1.1. Qu’est-ce qu’une image « urbaine » ?

Loin des clichés du folklore régional ou des musiques « traditionnelle », associées à tort ou à raison au monde rural, les interprètes de la scène française contemporaine entretiennent une image d’urbain. Toutes les formes de productions visuelles – officielles ou relevant de la sphère prétendument privée – photographies, visuels des pochettes de disque, clips qui accompagnent les titres, mettent en scène les interprètes à travers des codes que l’on peut qualifier d’urbains. Ceux-ci les associent non seulement à la ville, mais à la « grande ville », une métropole régionale, la capitale voire une ville-monde. Dutronc et Gainsbourg cultivent dès leurs débuts l’héritage du Saint-Germain-des-Prés des années cinquante, dans lequel bouillonnait la vie nocturne. La chemise et le costume sont portés avec plus ou moins de négligence mais toujours en référence à des codes vestimentaires identifiés. De la même manière mais dans un autre registre, Renaud en gavroche, pantalon de cuir et veste en jean puis blouson noir sur ses trois premiers albums soigne particulièrement son identification aux quartiers populaires (Copans, 2014). GCM adopte sur ses deux premiers albums un style « urban », conforme aux quartiers dont il se veut porte-parole et au public auquel il s’adresse ; tee-shirt, jean, veste zippée, baskets.

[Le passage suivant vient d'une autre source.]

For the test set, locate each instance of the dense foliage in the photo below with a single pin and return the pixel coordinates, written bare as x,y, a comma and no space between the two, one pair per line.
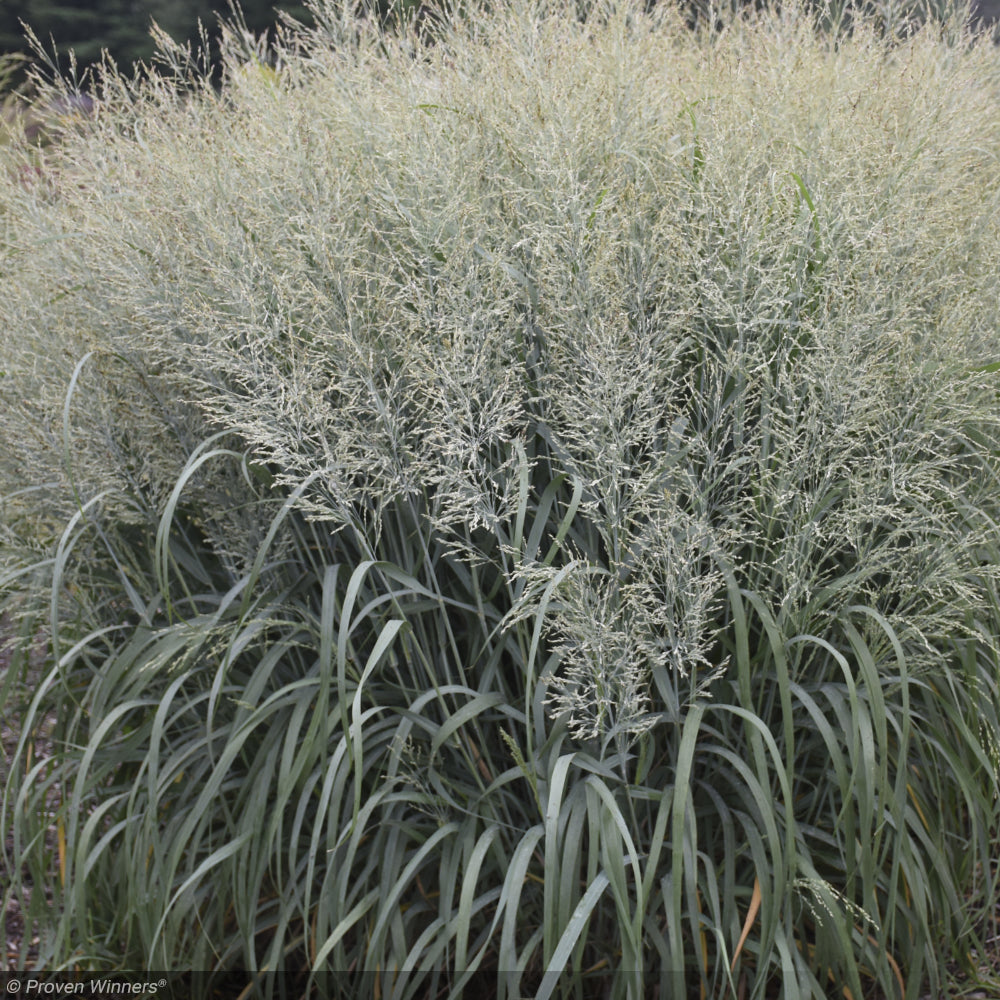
122,27
522,502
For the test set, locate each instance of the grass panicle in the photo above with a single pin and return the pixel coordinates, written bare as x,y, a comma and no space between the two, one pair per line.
512,499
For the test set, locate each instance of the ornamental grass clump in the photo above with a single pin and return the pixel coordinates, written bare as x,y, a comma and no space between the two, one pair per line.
513,497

A partir de ces codes visuels, les interprètes s’inscrivent spontanément dans un registre urbain, qui se construit, aussi et surtout, autour d’une identité sonore.

1.2. Un son « urbain »

Du point de vue acoustique, la musique traduit l’appartenance aux territoires urbains à travers trois dimensions : le genre musical, les accents de l’interprétation et la langue utilisée.

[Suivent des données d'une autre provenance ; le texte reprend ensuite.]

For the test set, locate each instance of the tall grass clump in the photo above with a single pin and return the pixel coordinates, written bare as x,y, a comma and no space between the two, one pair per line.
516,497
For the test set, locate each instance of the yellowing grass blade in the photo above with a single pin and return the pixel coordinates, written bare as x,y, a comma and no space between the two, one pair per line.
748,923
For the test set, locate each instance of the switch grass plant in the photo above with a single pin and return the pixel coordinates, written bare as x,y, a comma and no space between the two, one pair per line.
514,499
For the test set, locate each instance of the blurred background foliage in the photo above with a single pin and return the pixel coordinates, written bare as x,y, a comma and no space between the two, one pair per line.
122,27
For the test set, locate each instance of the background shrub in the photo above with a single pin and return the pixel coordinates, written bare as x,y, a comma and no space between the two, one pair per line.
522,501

Les territoires tels qu’ils apparaissent en filigrane à travers notre sélection traduisent une appartenance assez large aux cultures urbaines, sans qu’on puisse les ranger dans le cadre étroit des « musiques urbaines » (rap, hip hop). Néanmoins, la chanson française contemporaine se décline dans des sous-ensembles incluant le blues ou le jazz pour Nougaro, le pop rock et même le bal musette pour Renaud, le rock festif alternatif pour Mano Negra ou les Ogres de Barback, le reggae ou le ragga pour Zebda et Massilia Sound System, une forme de rap pour les Fabulous Trobadors, le slam pour Grand Corps Malade. Cet éventail de styles, loin d’être exhaustif, s’apparente aux territoires qui sont ceux de la production culturelle, à savoir les territoires urbains. Quelques mesures suffisent pour les assimiler musicalement à des cultures urbaines.

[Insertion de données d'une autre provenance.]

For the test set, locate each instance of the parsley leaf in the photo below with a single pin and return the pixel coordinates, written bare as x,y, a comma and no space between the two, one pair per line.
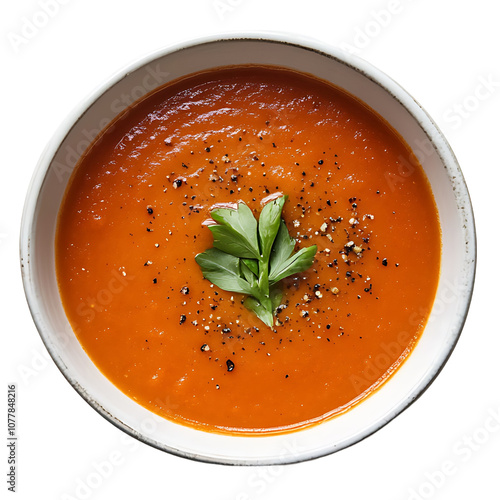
251,257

Certains ajoutent un fond sonore directement puisé dans les bruits de la ville, fragments du paysage sonore (Shaffer, 1977), pour inscrire davantage le processus de production dans l’ambiance même de la ville ; Mano Negra pour une atmosphère de bistrot dans « Paris la nuit » (King of Bongo, 1991) ou GCM dans « Saint Denis » (Midi 20, 2006).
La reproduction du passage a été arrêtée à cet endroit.